Fête symbolique pour les uns, fête commerciale pour les autres, ce jour annuel - qui met les mamans à l'honneur - est entré dans les mœurs pour le bien supposé de toutes... et de tous...
On retrouve trace de cette célébration déjà dans la Grèce antique où Rhéa, la mère de Zeus, était particulièrement vénérée en mars. Chaque pays a progressivement suivi le principe de ce culte avec plus ou moins de sens sacré. Ainsi sait-on de source sûre qu'en 2014, les Américains ont consacré l'équivalent de 20 milliards d'euros pour rendre hommage à leur maman qui, convertis et ramenés à l'unité, aboutissent à la coquette somme de 160 dollars par personne ! Il est bien évident que chaque famille ne peut pas investir une somme pareille en cadeaux, tout aussi important que soit ce lien maternel. Les colliers de pâtes, les céramiques, les dessins et leur poème, arrivent gentiment à la rescousse d'une dépense dont beaucoup se passeraient bien volontiers compte tenu de leur contexte financier difficile... Rappelons que ces œuvres, venant a priori du cœur de l'enfant, n'existent que sous la houlette du professeur des écoles, programme scolaire oblige ! Cette tradition oublie juste qu'elle peut entraîner des souffrances psychologiques abominables...

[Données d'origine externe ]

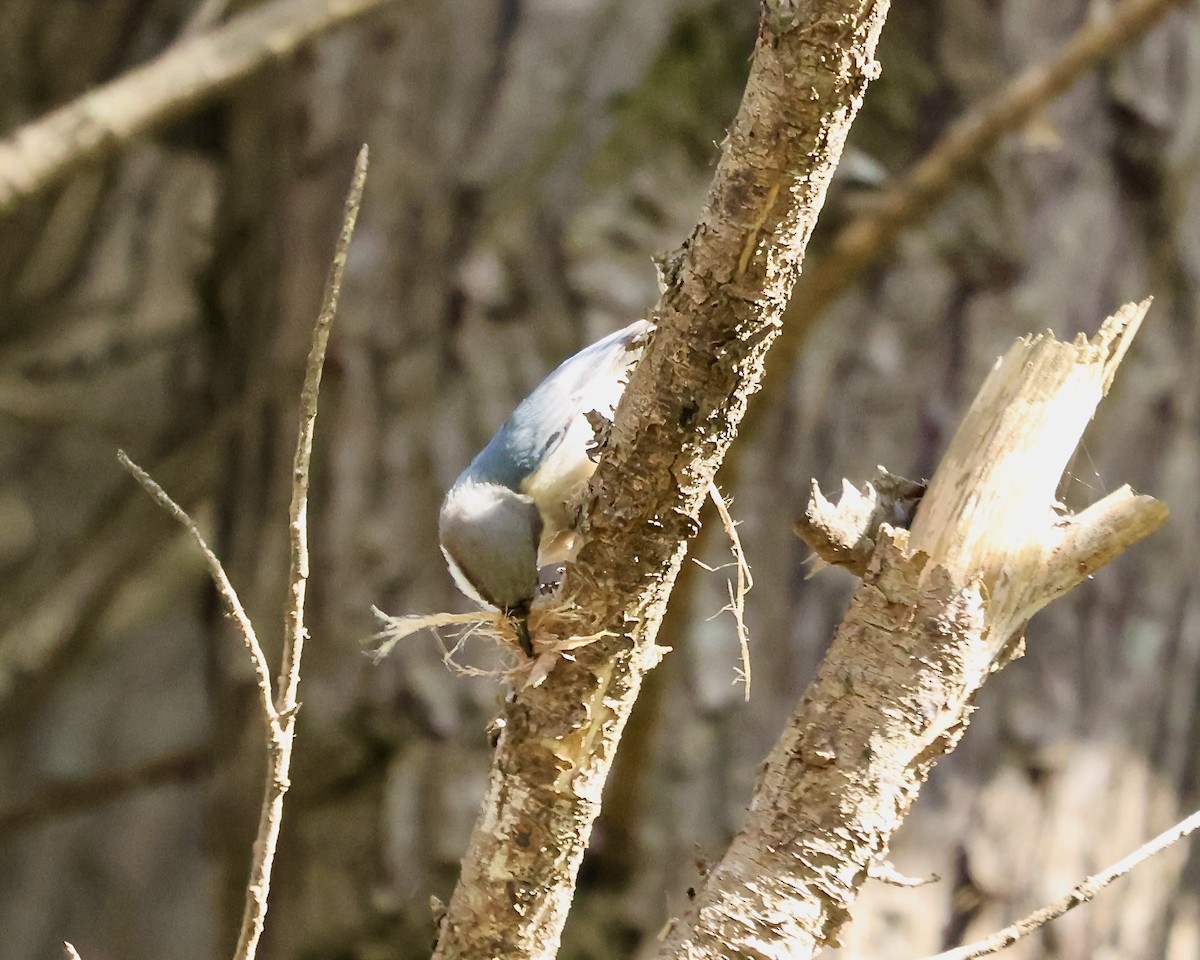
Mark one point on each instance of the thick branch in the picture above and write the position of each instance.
(725, 294)
(924, 630)
(177, 81)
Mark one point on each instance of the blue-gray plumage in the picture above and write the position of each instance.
(514, 509)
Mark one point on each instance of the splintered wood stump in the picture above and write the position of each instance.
(941, 607)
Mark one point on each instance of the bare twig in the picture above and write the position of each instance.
(1078, 894)
(967, 141)
(280, 711)
(61, 799)
(186, 75)
(743, 582)
(49, 605)
(220, 580)
(286, 705)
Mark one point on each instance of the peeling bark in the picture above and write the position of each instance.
(940, 610)
(725, 294)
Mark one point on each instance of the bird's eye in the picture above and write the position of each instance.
(551, 442)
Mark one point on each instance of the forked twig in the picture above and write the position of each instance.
(220, 580)
(286, 705)
(279, 708)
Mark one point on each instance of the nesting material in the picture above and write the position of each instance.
(557, 627)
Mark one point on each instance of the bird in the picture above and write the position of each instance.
(514, 509)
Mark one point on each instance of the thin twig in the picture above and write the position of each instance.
(61, 799)
(1079, 894)
(220, 579)
(310, 393)
(186, 75)
(286, 705)
(967, 141)
(744, 581)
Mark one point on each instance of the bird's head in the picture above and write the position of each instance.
(490, 537)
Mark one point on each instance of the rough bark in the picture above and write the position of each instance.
(937, 613)
(725, 294)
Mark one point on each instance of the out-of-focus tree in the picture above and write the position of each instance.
(528, 160)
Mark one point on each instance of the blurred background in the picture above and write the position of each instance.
(528, 159)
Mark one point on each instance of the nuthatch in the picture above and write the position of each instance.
(515, 508)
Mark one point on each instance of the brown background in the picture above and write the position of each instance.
(527, 161)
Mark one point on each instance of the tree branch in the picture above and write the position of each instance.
(286, 705)
(721, 309)
(933, 619)
(1079, 894)
(186, 75)
(279, 711)
(965, 143)
(220, 580)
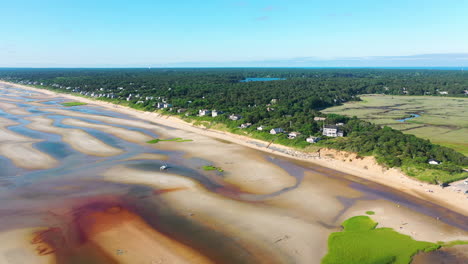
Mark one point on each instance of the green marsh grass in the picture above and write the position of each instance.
(361, 242)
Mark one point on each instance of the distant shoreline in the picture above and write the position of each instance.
(350, 163)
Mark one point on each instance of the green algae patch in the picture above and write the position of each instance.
(210, 168)
(68, 104)
(361, 242)
(157, 140)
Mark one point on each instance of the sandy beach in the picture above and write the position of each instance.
(105, 199)
(366, 168)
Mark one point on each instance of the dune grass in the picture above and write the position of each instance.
(361, 242)
(157, 140)
(68, 104)
(211, 168)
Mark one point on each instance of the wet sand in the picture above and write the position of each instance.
(366, 168)
(120, 208)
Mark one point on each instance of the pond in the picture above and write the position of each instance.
(262, 79)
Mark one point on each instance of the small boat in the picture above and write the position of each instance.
(164, 167)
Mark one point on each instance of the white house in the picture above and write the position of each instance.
(204, 112)
(293, 135)
(312, 139)
(235, 117)
(215, 113)
(332, 131)
(275, 131)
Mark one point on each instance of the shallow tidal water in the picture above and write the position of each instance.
(120, 208)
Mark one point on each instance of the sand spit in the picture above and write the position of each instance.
(125, 134)
(76, 138)
(126, 238)
(15, 248)
(19, 149)
(269, 237)
(396, 179)
(13, 109)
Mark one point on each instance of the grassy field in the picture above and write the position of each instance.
(361, 243)
(443, 120)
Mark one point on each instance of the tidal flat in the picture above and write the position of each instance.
(101, 197)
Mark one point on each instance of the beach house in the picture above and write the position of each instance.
(275, 131)
(332, 131)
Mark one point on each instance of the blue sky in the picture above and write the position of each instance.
(102, 33)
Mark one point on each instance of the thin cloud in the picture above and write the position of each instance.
(262, 18)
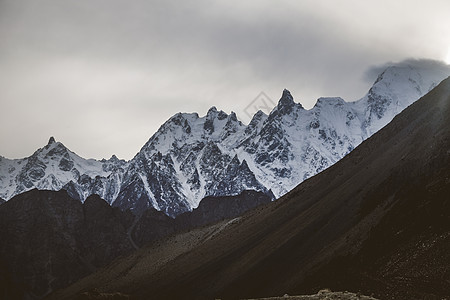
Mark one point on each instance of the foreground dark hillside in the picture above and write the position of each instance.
(49, 240)
(377, 222)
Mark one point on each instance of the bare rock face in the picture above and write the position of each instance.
(325, 294)
(49, 240)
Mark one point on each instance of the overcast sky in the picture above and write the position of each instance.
(101, 76)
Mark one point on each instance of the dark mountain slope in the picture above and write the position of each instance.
(49, 240)
(380, 216)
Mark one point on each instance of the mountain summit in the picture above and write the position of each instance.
(191, 157)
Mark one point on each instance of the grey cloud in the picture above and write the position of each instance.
(135, 63)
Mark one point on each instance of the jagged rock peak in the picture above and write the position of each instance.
(286, 102)
(334, 101)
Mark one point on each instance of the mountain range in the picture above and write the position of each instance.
(376, 222)
(192, 157)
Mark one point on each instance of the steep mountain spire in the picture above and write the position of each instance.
(286, 103)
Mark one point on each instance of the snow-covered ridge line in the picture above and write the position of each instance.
(191, 157)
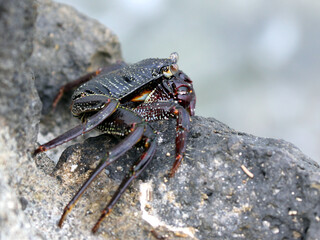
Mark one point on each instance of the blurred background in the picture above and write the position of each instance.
(255, 64)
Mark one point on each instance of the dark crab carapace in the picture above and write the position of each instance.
(121, 100)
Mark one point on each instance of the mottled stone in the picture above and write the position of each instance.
(231, 185)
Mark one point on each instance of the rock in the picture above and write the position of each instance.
(211, 197)
(31, 200)
(67, 44)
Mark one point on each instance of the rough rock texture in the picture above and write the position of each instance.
(210, 197)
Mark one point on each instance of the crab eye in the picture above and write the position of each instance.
(183, 90)
(174, 57)
(169, 71)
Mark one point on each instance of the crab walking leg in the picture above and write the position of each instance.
(158, 110)
(120, 149)
(183, 126)
(88, 125)
(138, 168)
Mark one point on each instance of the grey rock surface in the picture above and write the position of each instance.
(211, 197)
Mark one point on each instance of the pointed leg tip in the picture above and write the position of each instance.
(95, 228)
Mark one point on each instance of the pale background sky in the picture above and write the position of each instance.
(255, 64)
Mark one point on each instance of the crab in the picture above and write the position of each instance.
(121, 100)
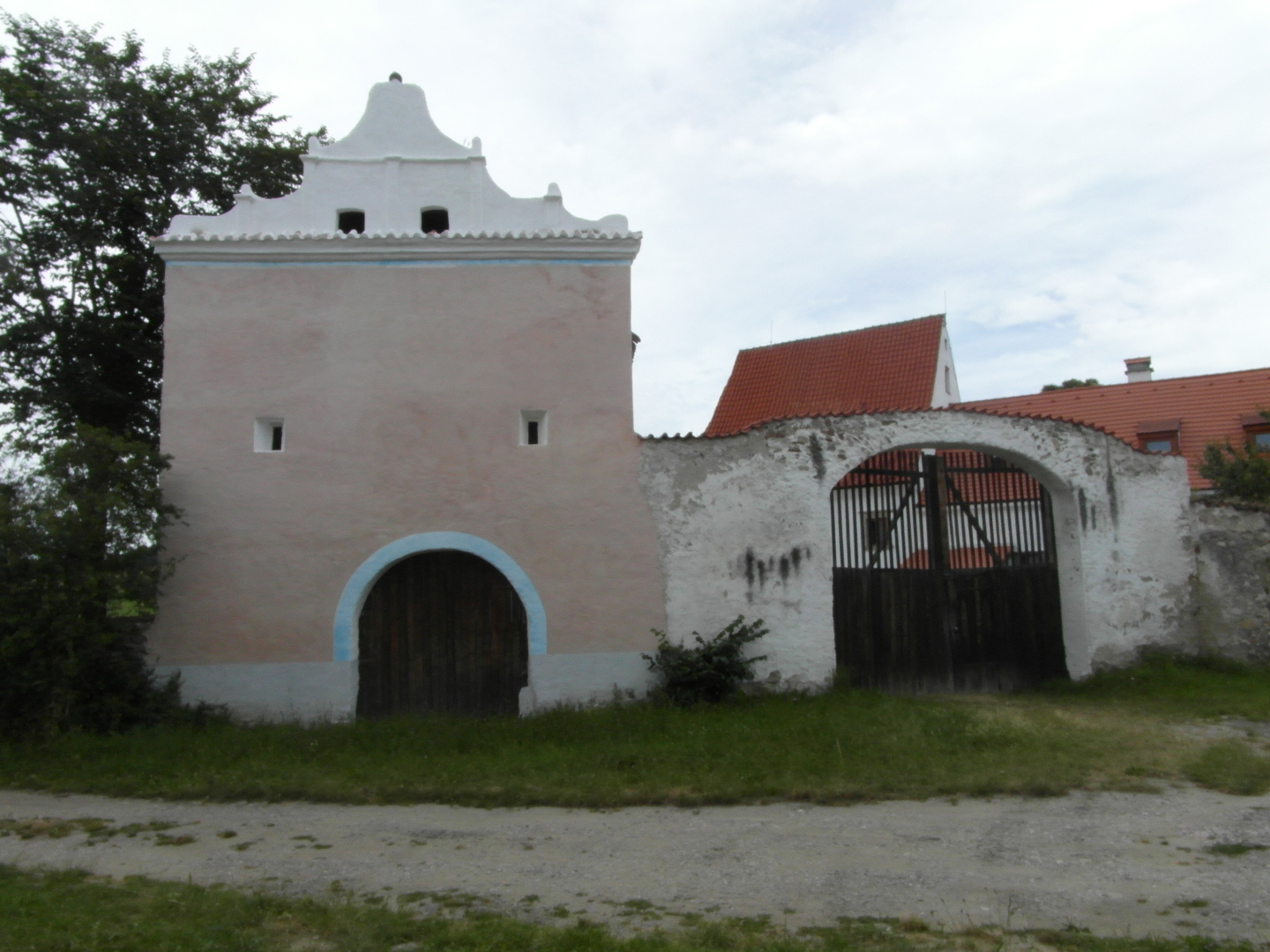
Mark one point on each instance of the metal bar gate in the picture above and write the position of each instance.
(945, 576)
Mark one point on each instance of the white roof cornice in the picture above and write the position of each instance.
(338, 248)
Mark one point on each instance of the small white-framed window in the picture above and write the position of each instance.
(534, 428)
(271, 435)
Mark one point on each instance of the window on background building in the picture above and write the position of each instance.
(351, 221)
(1256, 430)
(1160, 435)
(1159, 442)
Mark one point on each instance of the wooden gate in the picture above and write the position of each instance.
(945, 576)
(442, 632)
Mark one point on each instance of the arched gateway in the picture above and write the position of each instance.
(945, 574)
(442, 632)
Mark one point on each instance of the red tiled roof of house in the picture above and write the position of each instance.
(889, 367)
(1209, 409)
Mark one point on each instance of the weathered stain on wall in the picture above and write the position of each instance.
(1232, 582)
(743, 528)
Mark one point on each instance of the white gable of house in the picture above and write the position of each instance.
(394, 164)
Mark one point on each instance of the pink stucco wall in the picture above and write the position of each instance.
(401, 389)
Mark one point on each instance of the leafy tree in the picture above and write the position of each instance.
(79, 571)
(1071, 383)
(98, 150)
(1238, 473)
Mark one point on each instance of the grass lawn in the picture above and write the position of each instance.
(71, 911)
(1109, 733)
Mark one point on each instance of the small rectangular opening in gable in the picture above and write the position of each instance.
(534, 428)
(270, 435)
(352, 219)
(433, 219)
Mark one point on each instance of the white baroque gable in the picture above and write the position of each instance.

Je garde le souvenir douloureux de Annie, ma camarade de classe préférée au début de ma scolarité, qui me confiait détester la Fête des mères. Sa maman était décédée d'un cancer du sein alors que la petite fille était âgée de 5 ans. Les semaines de préparation du cadeau à l'école la rendaient malade... Chaque année, la maîtresse en charge de l' " exécution " dudit cadeau lui conseillait de ne le faire que si elle en avait envie et de l'offrir alors à une maman de la famille ! Comme transfert, il y a mieux mais il en va de la sorte de ces exceptions qui confirment une règle au fond très discutable.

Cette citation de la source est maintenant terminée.